練習をしてみる。多分やり方間違ってるよって話もある。つづけることが多分大事なので,やってみる。

※ ライトレというアプリを使ってお題を決めています。

お題: 沈黙の 大雨 両親


窓もドアも閉め切った僕の部屋は,とても静かだった。窓を開ければ鈴虫がうるさいだろう。しかし,雨戸まで閉め切っている僕の部屋は沈黙のまま,永遠にこのままなのではないかと思うほどだった。

僕はその時が留まったような部屋のベッドに横たわり,天井を見つめていた。

その時だった。天井から大きな女の顔が出てきて,僕を見つめた。普通の人間の3倍はあるであろうその女の顔は,真っ白に塗られていて目だけか部屋の照明を反射し輝いていた。

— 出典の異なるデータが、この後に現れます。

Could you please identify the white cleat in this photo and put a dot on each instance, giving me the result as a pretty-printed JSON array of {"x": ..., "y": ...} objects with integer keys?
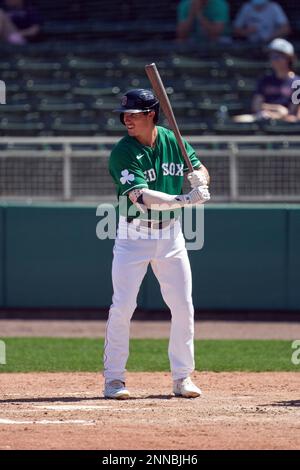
[
  {"x": 116, "y": 389},
  {"x": 186, "y": 388}
]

女の見開いた目から,何かが零れ落ちた。涙かと思ったが,女の顔はうすら笑うような表情を湛えている。

しかし目からは次々としずくが落ちてくる。これはいったい何なのか。僕がおびえながら見つめていると,その女の顔の横からもう1つ同じ顔が出てきた。そして同じようにうすら笑いながら,目からしずくを落とした。

唖然としてみていると,次々と同じ顔が出てきて,天井はあっという間に女の顔だらけになり,部屋の中が豪雨の最中のようになった。

俺はさすがに恐ろしくなって,叫びながら部屋を飛び出した。

部屋を飛び出した俺はリビングに転がるようにして入った。

目を丸くして俺を見る両親。そして,見知らぬ黒い服をまとった男と,テーブルの上の,よくわからない物。

札のようなものや,神棚に似た何か。よく見れば見知らぬ男も牧師じみた服を着ている。

母親が口に手を当て,目からほろほろと涙をこぼしながら俺に駆け寄っていった。

「やっと部屋から出てきてくれたね」

俺は見知らぬ男の足元に置かれたカバンの印字を見てすべてを理解した。